From this single picture there were two lines of development. One was the binding up of several pages of such pictures and texts into a book. Each page was printed from a single block and the result was a block book. Of these there were two especially famous and often printed, The Biblia Pauperum, or Poor Man’s Bible, and the Speculum Humani Salvationis, or Mirror of Human Salvation. The Poor Man’s Bible, of course, was a collection of prints recalling the biblical stories. The Mirror went further afield and showed pictures representing moral teaching. Great numbers of these books were printed and circulated, especially in Holland and Germany.
The other development was the printing of whole pages of text.

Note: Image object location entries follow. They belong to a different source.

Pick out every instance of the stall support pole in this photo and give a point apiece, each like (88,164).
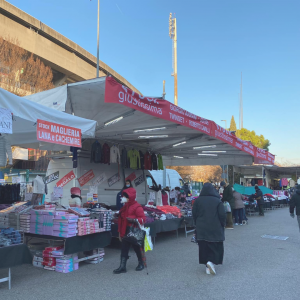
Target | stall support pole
(7,279)
(165,177)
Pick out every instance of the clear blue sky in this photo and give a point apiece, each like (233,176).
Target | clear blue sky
(217,39)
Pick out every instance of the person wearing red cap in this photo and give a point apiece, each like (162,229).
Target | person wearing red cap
(76,199)
(129,214)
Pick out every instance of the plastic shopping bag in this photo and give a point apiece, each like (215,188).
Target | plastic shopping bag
(227,207)
(148,246)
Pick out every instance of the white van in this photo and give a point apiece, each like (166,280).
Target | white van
(143,181)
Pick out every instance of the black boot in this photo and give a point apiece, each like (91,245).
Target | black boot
(122,268)
(140,266)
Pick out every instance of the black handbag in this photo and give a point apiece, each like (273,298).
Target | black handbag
(135,236)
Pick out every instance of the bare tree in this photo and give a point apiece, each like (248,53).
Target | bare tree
(199,173)
(20,72)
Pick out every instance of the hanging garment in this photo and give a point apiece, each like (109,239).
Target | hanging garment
(5,151)
(118,200)
(154,161)
(114,155)
(38,185)
(106,154)
(147,161)
(134,158)
(159,199)
(124,159)
(142,160)
(96,152)
(160,162)
(74,156)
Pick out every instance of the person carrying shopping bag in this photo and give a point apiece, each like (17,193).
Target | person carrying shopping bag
(210,217)
(228,197)
(129,216)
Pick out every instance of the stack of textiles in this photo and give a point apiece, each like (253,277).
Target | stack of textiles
(49,260)
(104,217)
(41,222)
(81,212)
(9,237)
(25,222)
(170,209)
(152,214)
(4,221)
(99,253)
(65,224)
(65,263)
(88,226)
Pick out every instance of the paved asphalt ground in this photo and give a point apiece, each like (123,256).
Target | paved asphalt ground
(254,268)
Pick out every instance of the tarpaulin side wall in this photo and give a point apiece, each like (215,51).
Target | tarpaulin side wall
(25,116)
(117,93)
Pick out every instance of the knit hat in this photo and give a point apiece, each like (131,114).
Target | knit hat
(76,191)
(131,193)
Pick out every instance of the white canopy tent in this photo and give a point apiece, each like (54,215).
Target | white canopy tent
(123,125)
(25,116)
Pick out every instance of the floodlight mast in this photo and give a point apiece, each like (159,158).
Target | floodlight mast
(173,36)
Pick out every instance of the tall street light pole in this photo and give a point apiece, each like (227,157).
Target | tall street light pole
(98,33)
(173,36)
(225,123)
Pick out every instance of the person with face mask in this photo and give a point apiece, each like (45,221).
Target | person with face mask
(119,203)
(131,213)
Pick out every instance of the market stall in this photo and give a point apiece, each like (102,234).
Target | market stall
(27,124)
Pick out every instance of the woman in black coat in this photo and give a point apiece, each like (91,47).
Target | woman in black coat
(210,219)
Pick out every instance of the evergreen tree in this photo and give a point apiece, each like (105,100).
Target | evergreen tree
(232,124)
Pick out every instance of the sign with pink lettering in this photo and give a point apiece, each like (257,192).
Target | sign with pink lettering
(117,93)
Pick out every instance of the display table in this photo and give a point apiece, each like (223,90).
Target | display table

Certain books were in great demand. The advantage of being able to reproduce them quickly and cheaply was obvious. The two best known are alphabet books for beginners called Abecederia, or Abecederium in the singular, and the elementary Latin grammars abstracted from the works of an old Latin grammarian named Donatus. These grammars were commonly called Donatuses. These books, especially the school books, were printed mostly on vellum, partly because of its greater durability and partly because the use of paper was not yet common.

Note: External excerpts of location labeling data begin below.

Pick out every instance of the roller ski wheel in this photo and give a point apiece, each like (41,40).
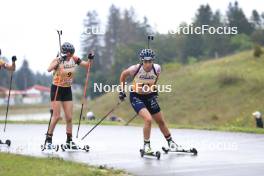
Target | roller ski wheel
(49,147)
(192,151)
(154,154)
(72,148)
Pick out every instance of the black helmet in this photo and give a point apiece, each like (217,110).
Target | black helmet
(147,54)
(67,47)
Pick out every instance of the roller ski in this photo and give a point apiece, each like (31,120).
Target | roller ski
(146,151)
(173,147)
(6,143)
(72,147)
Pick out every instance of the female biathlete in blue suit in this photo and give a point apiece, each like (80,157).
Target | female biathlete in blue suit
(144,99)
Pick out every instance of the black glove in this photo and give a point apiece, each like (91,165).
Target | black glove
(91,55)
(122,96)
(14,58)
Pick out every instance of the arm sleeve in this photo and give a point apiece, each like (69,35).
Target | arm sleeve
(132,69)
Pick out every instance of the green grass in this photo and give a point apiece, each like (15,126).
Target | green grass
(18,165)
(218,94)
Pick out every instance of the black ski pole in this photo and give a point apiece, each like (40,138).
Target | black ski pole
(101,119)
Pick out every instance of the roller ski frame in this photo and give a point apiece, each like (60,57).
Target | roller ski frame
(191,150)
(53,147)
(65,148)
(154,154)
(7,143)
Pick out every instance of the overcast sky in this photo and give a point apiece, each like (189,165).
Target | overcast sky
(28,27)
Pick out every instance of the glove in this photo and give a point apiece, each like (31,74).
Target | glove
(91,55)
(14,58)
(122,96)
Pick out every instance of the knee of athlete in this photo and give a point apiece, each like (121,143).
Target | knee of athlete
(56,116)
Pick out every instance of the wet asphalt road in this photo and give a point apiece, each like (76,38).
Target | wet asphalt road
(220,153)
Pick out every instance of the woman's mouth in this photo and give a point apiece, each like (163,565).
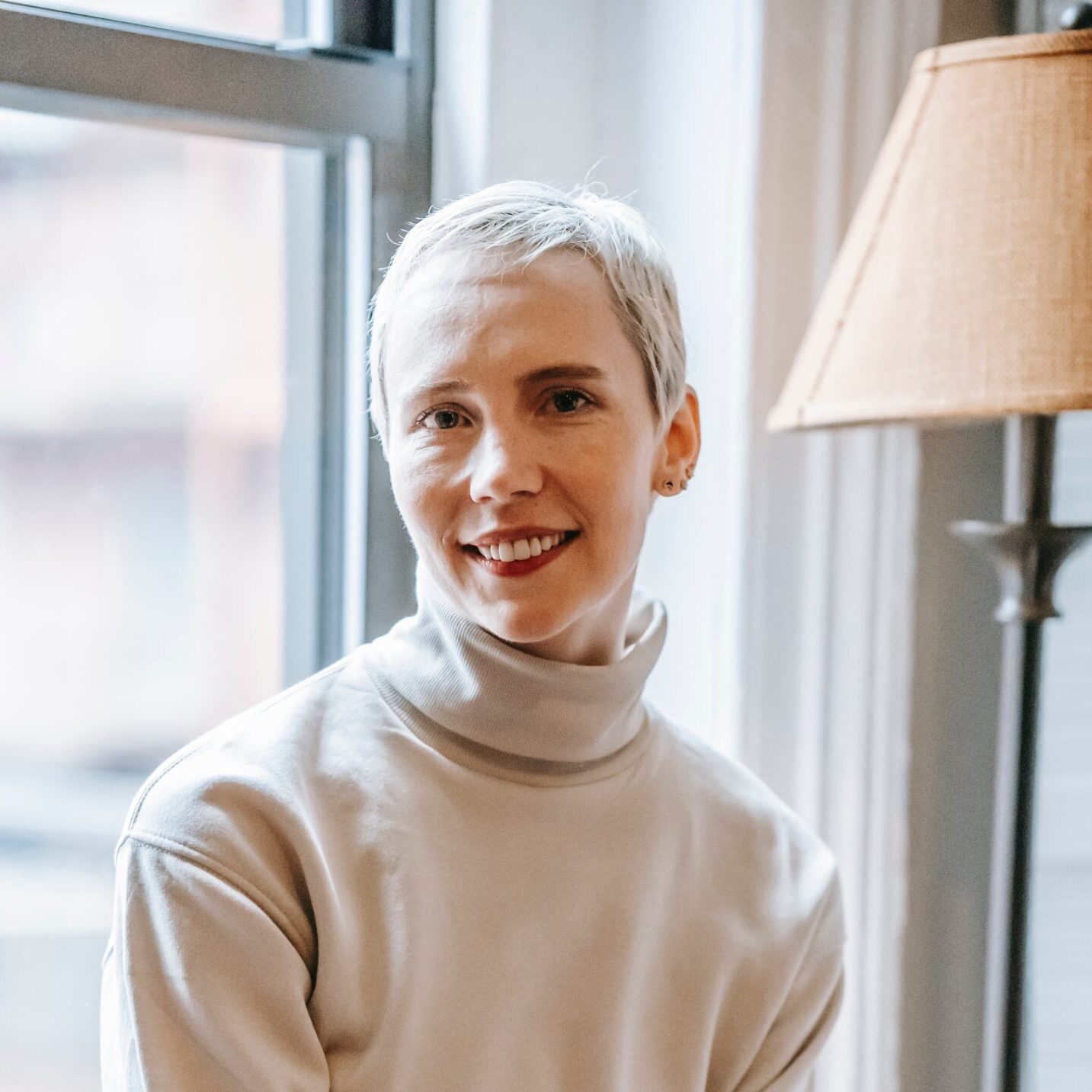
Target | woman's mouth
(521,568)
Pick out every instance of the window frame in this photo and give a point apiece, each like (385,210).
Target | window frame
(348,564)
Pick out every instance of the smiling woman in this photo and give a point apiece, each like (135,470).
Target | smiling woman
(521,454)
(471,854)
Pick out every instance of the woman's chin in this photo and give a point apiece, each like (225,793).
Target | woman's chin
(524,623)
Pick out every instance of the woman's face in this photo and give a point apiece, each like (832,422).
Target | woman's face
(517,408)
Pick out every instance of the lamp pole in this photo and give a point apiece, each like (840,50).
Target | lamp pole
(1028,552)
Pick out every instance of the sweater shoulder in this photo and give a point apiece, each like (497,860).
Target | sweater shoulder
(751,831)
(262,767)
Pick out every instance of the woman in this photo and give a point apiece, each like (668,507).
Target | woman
(469,857)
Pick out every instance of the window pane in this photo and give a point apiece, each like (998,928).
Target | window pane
(143,402)
(261,20)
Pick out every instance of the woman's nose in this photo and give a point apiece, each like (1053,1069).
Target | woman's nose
(504,463)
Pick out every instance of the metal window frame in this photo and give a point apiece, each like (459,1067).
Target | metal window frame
(370,113)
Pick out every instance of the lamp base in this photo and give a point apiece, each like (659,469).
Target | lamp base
(1028,557)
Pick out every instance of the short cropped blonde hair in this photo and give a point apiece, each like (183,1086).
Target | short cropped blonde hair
(524,219)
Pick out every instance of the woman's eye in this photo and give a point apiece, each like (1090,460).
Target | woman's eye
(564,400)
(446,418)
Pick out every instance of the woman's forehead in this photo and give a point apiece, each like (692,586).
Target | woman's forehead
(461,312)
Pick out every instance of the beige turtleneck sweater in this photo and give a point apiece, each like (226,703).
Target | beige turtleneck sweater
(444,865)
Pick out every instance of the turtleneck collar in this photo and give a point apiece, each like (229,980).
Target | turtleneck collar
(448,677)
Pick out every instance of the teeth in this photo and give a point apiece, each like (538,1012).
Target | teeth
(521,549)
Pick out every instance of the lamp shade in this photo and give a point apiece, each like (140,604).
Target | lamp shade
(963,287)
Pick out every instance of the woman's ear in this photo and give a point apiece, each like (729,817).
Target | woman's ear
(678,450)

We have here the lines of development which led directly to the invention of typography. We have already mentioned books printed from plates with pictures without text, pictures with text, and text without pictures. What would be more natural than to cut off the part of the block containing the text and use the picture alone, or to combine the text with text cut from another block or with another picture from which the text had been removed? If we could do this why could we not cut out a single word or a single letter and why not make a considerable number of these single letters and combine them into words? If parts of two or more blocks were to be used for the same picture, they must be fastened together in some way, or as we should say today the form must be locked up. Why could not separate letters be fastened together in the same way so that we could print anything we wanted by the simple process of putting together the necessary letters in the proper relation? As we shall see presently, this is exactly what happened, and the invention of printing thus considered is the most natural thing in the world.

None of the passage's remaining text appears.